What should I replace next? The power supply or should I bite the bullet and get a new mobo/CPU?

Update:
Unfortunately, I'm not sure where the liquid (which was alcohol plus a diet soda) went, and there's no integrated graphics, so without the card it's just beeping at me. I did some testing this morning after giving it more time to dry out; all the random reboots appear to have stopped, and Windows is stuck at classpnp.sys. It looks like this is probably a BIOS problem; I did clear the CMOS to be safe before when it wasn't working, so I think I may have to switch the SATA controller back to something that's friendly with my SSDs. Hopefully this will get me back to booting, and then I can make 100% sure the old graphics card is dead, and go about getting a new one if so.
 
What was spilled in the machine? If it was something sugary, you may be ok but will have to clean things. If it was something like a soft drink that has a low pH (or something with a high pH), it would be readily conductive. Gatorade is bad because it has salts in it that make it conductive.You can clean the board with water with if removed from the system (and obviously unpowered). It is best to use deionized water, but that is hard to find, so distilled water will work and lightly dried. But: you have to be careful about ESD!

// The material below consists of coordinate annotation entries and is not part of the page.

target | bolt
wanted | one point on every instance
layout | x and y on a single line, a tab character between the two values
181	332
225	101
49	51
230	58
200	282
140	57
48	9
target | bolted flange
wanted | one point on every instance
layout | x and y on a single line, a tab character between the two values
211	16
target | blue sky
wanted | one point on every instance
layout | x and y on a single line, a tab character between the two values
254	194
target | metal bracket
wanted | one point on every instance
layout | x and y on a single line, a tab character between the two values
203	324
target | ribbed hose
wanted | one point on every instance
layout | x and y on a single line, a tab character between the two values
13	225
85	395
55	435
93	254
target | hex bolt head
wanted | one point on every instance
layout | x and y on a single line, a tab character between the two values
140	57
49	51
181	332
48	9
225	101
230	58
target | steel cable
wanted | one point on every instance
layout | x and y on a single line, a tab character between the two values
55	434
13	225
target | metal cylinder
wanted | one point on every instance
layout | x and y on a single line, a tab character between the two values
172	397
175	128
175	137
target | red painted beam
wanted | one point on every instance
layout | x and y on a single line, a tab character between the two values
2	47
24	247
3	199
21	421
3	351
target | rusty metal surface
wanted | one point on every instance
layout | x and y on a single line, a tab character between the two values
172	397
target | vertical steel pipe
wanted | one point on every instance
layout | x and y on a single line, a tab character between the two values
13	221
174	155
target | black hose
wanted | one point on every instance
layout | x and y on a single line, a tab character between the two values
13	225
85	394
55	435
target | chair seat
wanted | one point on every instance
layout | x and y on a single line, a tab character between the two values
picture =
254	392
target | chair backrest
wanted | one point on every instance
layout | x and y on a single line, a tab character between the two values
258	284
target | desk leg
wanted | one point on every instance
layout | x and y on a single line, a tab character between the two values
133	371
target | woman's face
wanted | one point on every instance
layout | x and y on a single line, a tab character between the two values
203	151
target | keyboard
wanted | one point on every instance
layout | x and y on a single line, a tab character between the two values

Since you changed the GPU, you need to boot in safe mode (hit F8 before Windows starts) so it does not load the graphic driver for your old card. I would not run the PC unless I was sure it is completely dry. Blow a fan on it for at least a day **after** you are sure it is clean. The GPU problems could be errors around the PCIe slot and controller. Make sure the slot is clean and the traces around the connector and controller IC are clean.

The PSU is usually either good or bad. The things that liquids would hurt typically just have a hard failure (smoke, cap blowing, etc.). So I doubt that is a place to look. Focus on the main board.
 
first, where did the liquid go? are there traces of the now-dried-up liquid? was it anywhere near or in the CPU socket? near the ram sticks? if it's an AMD cpu then it's going to be a pain to clean it out, all those holes. if it's an intel it might be easier. but yeah, DI / Distilled water!!! you can usually find it in the auto shop since that's what's used for radiator refills (in addition to glycol). or at the drug store in large gallon jugs. maybe even grocery store.

does your CPU have built-in graphics? if so, don't bother plugging in a card. the less parts you have installed the faster it will be to isolate the part that is troublesome. even if you swapped cards, it might be the card's socket on the board that's iffy, so having it empty might cause the lanes to be ignored by the CPU and the problem might lessen.